Lundi, 28 mai 2018
The Great Cloud Filesystems Shoot-out, Round 1: LizardFS
LizardFS is a Free Software cloud file system being developed since 2012. It was originally derived from MooseFS, and unlike MooseFS there are no restricted features in the OSS version (high availability metadata server, advanced redundancy management).
Architecture
The file system is structured in a classic way. The different components are:
- the “Chunk Servers” who provide the actual storage. Storage is based on a standard local file system.
- a “Master Server” which takes on the classic role of a metadata server, which manages object naming, access and client orientation to the “chunk” server containing the required data.
- a “Metalogger Server” which manages a list of the operations in progress in order to be able to resume on incident in the event of sudden shutdown of the “Master Server”.
- optionally, one or more “Shadow Servers” which are backup metadata servers, in order to be able to take over from the “Master Server” in the event of a problem.
- and finally the FUSE client which allows to mount the file system locally.
Of course a physical server can simultaneously assume the functions of “Chunk Server” and “Master”, “Metalogger” or “Shadow Server”, as well as being a client.

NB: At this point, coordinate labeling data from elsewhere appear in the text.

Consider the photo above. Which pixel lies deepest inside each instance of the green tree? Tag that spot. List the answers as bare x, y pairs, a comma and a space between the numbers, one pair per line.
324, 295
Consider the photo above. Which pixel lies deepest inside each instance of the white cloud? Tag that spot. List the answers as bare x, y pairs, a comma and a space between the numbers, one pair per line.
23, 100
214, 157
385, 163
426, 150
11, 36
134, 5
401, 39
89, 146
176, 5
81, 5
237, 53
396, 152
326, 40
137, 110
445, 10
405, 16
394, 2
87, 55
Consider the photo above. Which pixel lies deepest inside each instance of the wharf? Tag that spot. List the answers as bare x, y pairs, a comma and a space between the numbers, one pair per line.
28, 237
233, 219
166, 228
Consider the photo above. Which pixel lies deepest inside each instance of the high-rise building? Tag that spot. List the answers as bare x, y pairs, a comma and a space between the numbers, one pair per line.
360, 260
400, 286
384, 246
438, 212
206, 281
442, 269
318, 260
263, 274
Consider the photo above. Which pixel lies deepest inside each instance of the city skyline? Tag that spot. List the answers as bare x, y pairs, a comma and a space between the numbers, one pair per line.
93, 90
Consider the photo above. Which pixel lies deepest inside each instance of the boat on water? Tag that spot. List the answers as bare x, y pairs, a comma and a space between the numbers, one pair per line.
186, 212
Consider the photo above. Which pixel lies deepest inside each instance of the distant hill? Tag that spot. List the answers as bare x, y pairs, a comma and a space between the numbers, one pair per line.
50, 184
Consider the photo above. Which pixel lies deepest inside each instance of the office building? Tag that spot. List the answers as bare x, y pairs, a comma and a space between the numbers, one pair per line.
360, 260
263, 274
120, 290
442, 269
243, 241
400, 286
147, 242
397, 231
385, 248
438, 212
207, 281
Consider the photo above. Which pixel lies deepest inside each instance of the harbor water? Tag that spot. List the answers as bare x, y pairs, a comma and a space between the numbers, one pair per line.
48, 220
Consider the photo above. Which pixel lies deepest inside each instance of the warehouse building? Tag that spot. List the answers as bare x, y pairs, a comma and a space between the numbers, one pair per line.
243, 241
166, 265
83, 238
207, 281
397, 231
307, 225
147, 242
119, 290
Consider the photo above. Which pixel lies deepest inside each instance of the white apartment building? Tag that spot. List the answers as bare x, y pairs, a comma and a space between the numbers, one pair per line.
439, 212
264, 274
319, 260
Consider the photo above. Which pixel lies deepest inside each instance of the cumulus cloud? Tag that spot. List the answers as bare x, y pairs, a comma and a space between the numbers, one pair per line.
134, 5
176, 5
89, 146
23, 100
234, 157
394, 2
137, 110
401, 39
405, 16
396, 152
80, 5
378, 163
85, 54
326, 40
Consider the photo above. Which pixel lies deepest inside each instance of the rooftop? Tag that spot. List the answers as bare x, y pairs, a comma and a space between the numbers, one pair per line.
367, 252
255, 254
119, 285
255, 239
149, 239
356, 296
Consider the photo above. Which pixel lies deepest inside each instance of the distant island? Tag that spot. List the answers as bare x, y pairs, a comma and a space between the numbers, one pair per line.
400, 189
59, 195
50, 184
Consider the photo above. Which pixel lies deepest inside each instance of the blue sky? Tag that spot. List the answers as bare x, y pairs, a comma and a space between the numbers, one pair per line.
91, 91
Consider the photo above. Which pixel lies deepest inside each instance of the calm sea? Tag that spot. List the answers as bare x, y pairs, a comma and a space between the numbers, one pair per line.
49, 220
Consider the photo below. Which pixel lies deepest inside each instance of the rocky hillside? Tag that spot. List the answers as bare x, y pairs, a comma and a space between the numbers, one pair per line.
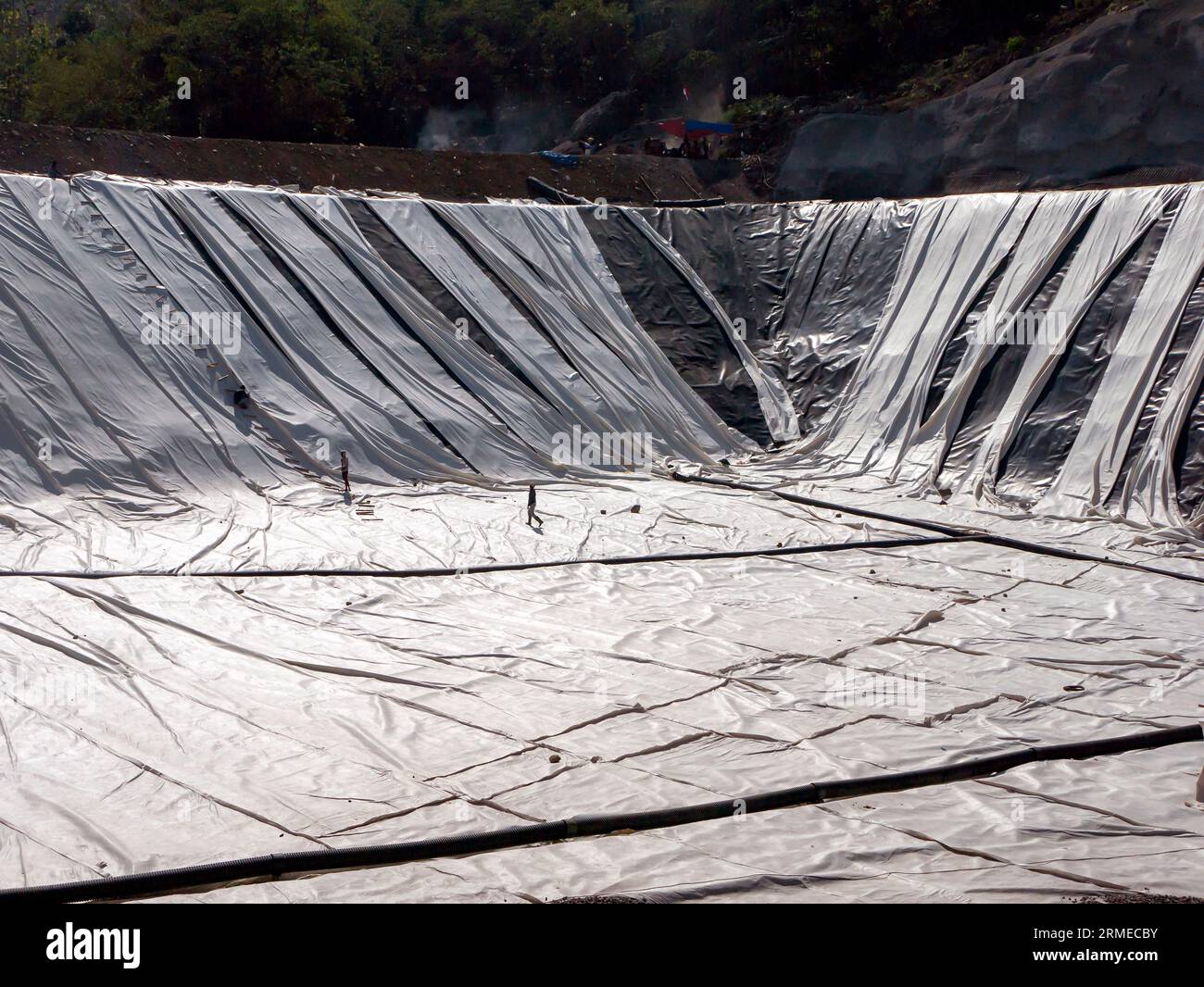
1118, 103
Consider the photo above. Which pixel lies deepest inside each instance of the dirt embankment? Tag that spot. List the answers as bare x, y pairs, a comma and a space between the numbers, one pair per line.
1116, 103
448, 175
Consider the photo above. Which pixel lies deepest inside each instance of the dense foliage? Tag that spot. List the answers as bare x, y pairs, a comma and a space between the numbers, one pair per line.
370, 70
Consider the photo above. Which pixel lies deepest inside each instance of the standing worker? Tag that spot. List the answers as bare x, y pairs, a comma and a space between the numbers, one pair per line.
531, 514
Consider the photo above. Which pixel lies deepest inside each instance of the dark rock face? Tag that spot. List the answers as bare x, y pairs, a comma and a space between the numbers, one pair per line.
606, 119
1120, 96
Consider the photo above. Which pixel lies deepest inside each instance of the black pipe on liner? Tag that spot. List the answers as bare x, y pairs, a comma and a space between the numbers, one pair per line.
961, 533
552, 564
275, 866
691, 204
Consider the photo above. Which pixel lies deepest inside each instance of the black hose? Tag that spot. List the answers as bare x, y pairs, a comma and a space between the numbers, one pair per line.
961, 533
690, 204
486, 567
275, 866
554, 194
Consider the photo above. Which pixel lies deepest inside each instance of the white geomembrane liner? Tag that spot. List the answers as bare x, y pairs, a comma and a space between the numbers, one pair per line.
207, 650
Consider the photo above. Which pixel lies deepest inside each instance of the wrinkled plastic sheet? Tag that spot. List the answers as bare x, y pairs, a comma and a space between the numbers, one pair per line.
245, 678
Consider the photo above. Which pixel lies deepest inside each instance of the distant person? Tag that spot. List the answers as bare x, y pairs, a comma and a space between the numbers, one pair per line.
531, 514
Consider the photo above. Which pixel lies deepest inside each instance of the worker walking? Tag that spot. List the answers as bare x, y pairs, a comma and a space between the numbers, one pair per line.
531, 514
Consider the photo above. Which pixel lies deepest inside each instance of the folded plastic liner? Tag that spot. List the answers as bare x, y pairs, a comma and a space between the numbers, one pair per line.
209, 650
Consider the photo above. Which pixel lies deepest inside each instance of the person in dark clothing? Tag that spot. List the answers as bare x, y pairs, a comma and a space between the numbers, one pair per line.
531, 514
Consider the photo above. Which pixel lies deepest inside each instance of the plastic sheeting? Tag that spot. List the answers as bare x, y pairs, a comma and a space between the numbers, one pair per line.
208, 650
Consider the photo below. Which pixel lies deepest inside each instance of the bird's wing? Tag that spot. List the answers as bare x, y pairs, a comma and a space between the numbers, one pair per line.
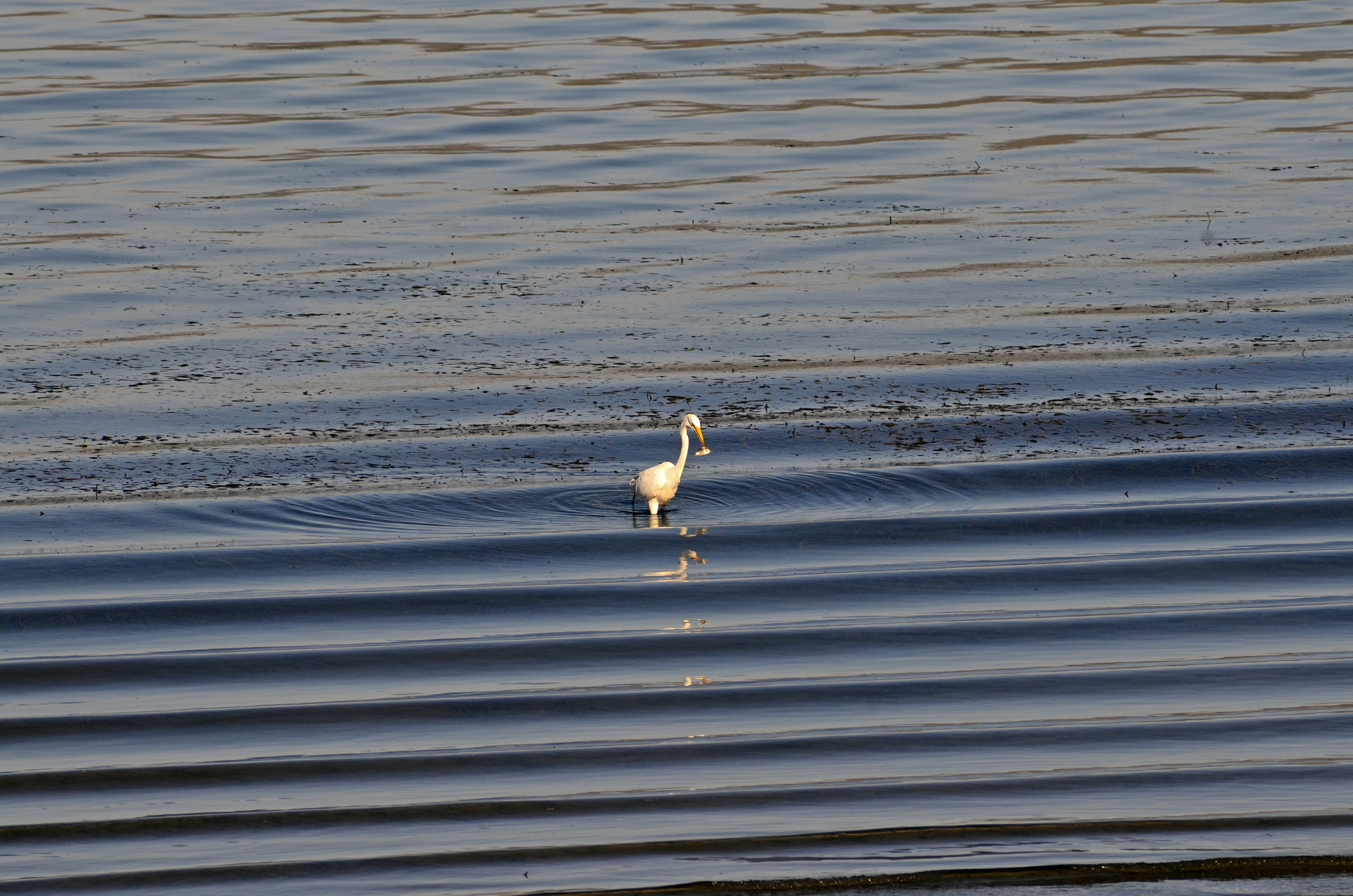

Local storage will typically rely on RAID arrays. Redundancy at the server cluster level will therefore be added to any local RAID redundancy.
The cluster configuration is quite simple and described in the LizardFS documentation.
Note that it is very easy to set different security modes for different parts of the overall file system. Granularity is done at the folder or even file level.
User Interface
LizardFS is used with fairly simple command line tools, and provides a convenient web interface to monitor the status of the cluster in all its aspects.
The administration essentially uses the lizardfs and lizardfs-admin commands to modify the cluster parameters.
The lizardfs-admin command communicates with the Master Server to change global parameters, for example:
lizardfs-admin list-goals [master ip] [master port]
The lizardfs command applies to file system objects and allows for example to define the redundancy level for a folder, a file, etc. Example:
lizardfs setgoal -r important_file /mnt/lizardfs/IMPORTANT
On the client side, mounting the storage is as simple as follows:
mfsmount -o big_writes,nosuid,nodev,noatime /mnt/lizardfs
To improve reading performance, a few options can be added:
mfsmount -o big_writes,nosuid,nodev,noatime -o cacheexpirationtime=500 -o readaheadmaxwindowsize=4096 /mnt/lizardfs
Overall use is very simple for a seasoned Linux administrator.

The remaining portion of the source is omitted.